Friday, November 5, 2010

In Response to Caroline

I do not think that it is only the Americans, who are looking for a “sign” from above.

Back in the old homeland, they are still waiting for the messiah to come.

As to praying Obama and the Democrats out of office, one has to debate the power of the prayer in the United States. In the 1990s, the holy mantra was the Christian Coalition but that did not mean a re-discovery of religion and with the preachers on the TV, prayer become a sound-byte in the United States and religion, all shades of it as practiced on television, is a new form of entertainment packaged with monetary values in mind and popularly commercialized.

Religion has lost its spirituality, at least from what it seemed to me, and has become a part of the popular culture. How can you ask for guidance form a popular culture? Even so, will you recognize the signs, when they appear? I think, the most telling comment on this issue perhaps belongs to the words of “Sounds of Silence” by Simon & Garfunkle, when words to the song say “…and the people bowed and prayed to the neon god they had created….”.

When I think back and remember that the song was orginally commissioned for the movie, The Graduate, an esoteric smile creeps across my face. The movie was about alienation and the anguish of making choices and we have all, at one stage or another, experienced the paralysis of indecision in our lives and is a prayer not offered, but to seek guidance to escape from a paralysis of indecision?

Is religion a chisel to the human soul which is like a block of marble and guidance the act of the Master Sculptor, who chips the stone and shapes the marble into an expression of His Will?

One has to know what one wishes for in order to ask for guidance, because otherwise a prayer is only a collection of words devoid of any sense of awe and spirituality. The fear of God and once that sentiment is lost in the hearts of the followers, is what disabuses a religion in the popular imagination and religion becomes a hollow rhetorical capstone to a social joke uttered for the sake of banality if for nothing else.

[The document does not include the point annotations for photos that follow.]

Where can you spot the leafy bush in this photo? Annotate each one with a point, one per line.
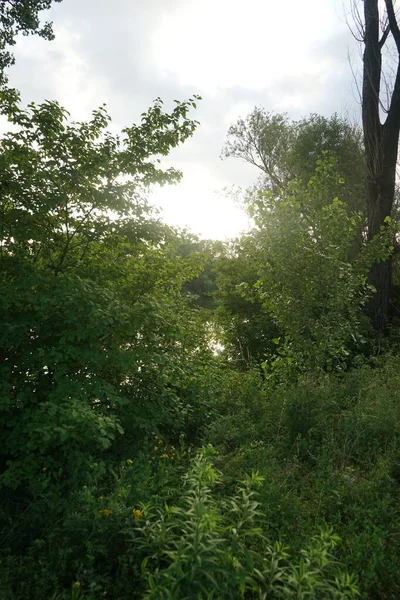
(205, 548)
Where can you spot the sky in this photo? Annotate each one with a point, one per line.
(291, 56)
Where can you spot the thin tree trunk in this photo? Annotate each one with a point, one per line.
(381, 148)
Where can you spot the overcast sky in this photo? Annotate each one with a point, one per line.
(287, 56)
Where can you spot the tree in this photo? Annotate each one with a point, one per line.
(20, 16)
(285, 150)
(91, 304)
(380, 140)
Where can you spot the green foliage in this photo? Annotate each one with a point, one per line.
(203, 548)
(328, 447)
(20, 18)
(308, 280)
(285, 150)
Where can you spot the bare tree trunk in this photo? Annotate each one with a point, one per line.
(381, 147)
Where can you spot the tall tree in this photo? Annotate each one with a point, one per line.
(284, 150)
(20, 16)
(380, 139)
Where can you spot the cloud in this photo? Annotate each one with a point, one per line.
(285, 57)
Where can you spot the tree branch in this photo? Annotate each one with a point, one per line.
(384, 37)
(393, 23)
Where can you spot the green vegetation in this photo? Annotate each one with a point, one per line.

You asked “why” and my cynical answer is that with the commercialization of religion, we might have, perhaps, subsituted God with Santa Claus and like our Christmas wishes, which have more to do with our wanton sense of greed and possessions and egoism, our prayers have become a new “Christmas list” of sorts seeking and demanding instant material gratification of self-indulgence instead of a guidance to the betterment of the soul.

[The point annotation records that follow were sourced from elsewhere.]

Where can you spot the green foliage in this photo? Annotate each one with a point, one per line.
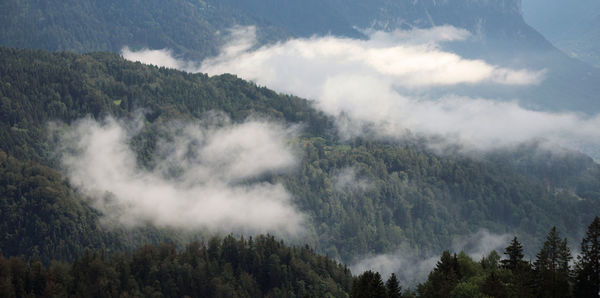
(552, 267)
(256, 267)
(368, 284)
(587, 267)
(400, 193)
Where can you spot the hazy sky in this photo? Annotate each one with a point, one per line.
(365, 81)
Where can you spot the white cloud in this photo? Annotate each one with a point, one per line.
(203, 179)
(412, 267)
(372, 83)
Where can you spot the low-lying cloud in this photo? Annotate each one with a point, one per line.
(412, 268)
(383, 82)
(206, 177)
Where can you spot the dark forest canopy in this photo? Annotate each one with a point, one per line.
(264, 267)
(415, 197)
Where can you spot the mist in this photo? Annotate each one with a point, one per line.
(413, 267)
(386, 83)
(206, 176)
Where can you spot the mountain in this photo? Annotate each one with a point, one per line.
(195, 30)
(228, 267)
(363, 196)
(573, 28)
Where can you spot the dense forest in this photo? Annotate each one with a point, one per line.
(411, 196)
(265, 267)
(228, 267)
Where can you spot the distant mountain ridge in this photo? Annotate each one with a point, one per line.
(195, 30)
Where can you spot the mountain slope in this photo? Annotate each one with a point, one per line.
(363, 196)
(196, 29)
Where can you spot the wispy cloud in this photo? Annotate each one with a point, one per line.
(205, 177)
(372, 83)
(412, 267)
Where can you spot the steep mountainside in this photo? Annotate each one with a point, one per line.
(574, 27)
(195, 30)
(398, 194)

Then again, on a different level and from a different perspective, it is about a loss of hope and a prayer is associated with the last act performed in a situation filled with desperation. When nothing works, we revert to saying a prayer, because it calms us and reassures us and personally speaking, Americans praying Obama and the Democrats away makes perfect sense in a symbolic sense.

The American electorate suffered an irrepairable loss of belief in their political system and in their politicans after Watergate. If John F. Kennedy’s Camelot was to be the realization of the Amerian hope; Watergate was the death spasm of that hope. Watergate disassociated the Americans from the believe that the government was for the good of the people and in the subsequent events after Watergate, the political experience of the American electorate was similar to that of Alice in the Wonderland deciding between Twiddle Dee and Twiddle Dum for their elected leaders.

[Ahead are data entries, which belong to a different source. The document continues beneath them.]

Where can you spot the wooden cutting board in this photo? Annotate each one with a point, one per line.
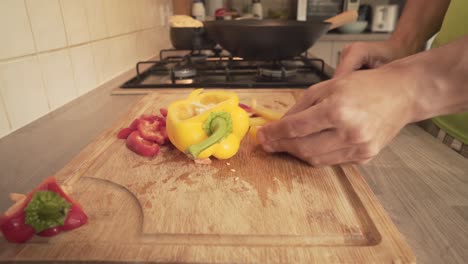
(255, 207)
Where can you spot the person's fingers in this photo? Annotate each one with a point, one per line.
(353, 58)
(310, 146)
(313, 119)
(310, 97)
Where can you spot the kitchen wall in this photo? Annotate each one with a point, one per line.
(53, 51)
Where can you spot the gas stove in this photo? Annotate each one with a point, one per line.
(217, 69)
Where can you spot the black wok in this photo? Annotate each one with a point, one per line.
(272, 39)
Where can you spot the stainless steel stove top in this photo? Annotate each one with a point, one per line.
(214, 69)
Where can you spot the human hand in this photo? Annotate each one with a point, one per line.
(348, 119)
(368, 54)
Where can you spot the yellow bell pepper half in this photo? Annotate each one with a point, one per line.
(207, 124)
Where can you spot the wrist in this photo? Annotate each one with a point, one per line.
(405, 46)
(411, 84)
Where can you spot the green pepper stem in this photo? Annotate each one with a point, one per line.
(220, 128)
(45, 210)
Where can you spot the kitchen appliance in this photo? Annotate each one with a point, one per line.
(384, 18)
(198, 10)
(190, 38)
(321, 9)
(272, 39)
(216, 68)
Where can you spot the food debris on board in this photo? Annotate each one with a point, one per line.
(45, 211)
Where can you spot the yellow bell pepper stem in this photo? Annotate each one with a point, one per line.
(217, 126)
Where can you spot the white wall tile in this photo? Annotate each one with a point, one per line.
(144, 14)
(16, 33)
(114, 13)
(143, 45)
(76, 23)
(95, 11)
(5, 127)
(25, 99)
(83, 68)
(47, 24)
(105, 64)
(58, 78)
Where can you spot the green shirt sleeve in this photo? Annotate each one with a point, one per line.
(454, 26)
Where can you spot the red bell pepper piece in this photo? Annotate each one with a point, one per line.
(139, 145)
(47, 210)
(124, 133)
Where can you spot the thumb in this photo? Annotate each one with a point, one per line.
(351, 60)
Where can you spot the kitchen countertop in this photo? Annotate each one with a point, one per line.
(422, 184)
(336, 36)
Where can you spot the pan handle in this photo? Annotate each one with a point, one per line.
(342, 18)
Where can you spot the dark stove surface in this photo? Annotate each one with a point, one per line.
(211, 69)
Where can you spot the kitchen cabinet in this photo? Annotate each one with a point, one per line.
(330, 47)
(329, 51)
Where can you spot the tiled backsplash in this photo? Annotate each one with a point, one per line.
(53, 51)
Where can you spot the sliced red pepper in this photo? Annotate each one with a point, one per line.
(124, 133)
(164, 135)
(141, 146)
(247, 108)
(13, 224)
(148, 130)
(36, 214)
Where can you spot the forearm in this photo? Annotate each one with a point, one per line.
(420, 20)
(436, 80)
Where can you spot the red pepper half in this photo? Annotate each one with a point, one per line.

Hence, it was the same sentiment which the Americans expressed about George Bush, Jr. and how they could “wish” him away. It was the end of the idealism and that idealism, literally died, not when John F. Kennedy was shot in Dallas in 1963, but when Robert F. Kennedy was shot after winning the California primary in 1968 and when for a brief shining moment, in the dark gloom of the Vietnam War, the dream for Camelot seemed possible and within reach once more.

Remember the words Robert F. Kennedy said, when told of the death of Reverend Martin Luther King, Jr. He was campaigning in the Deep South and against advice, waded into a group of a silent crowd of African-Americans and told them the news and then said some words from an ancient Greek: let us go out and tame the savage nature of this world and make gentle the life of man.

Praying Obama and the Demcrats away is like praying for rain; it says more about our own innate loss of confidence in the political system than it actually bespeaks of a religious fervour.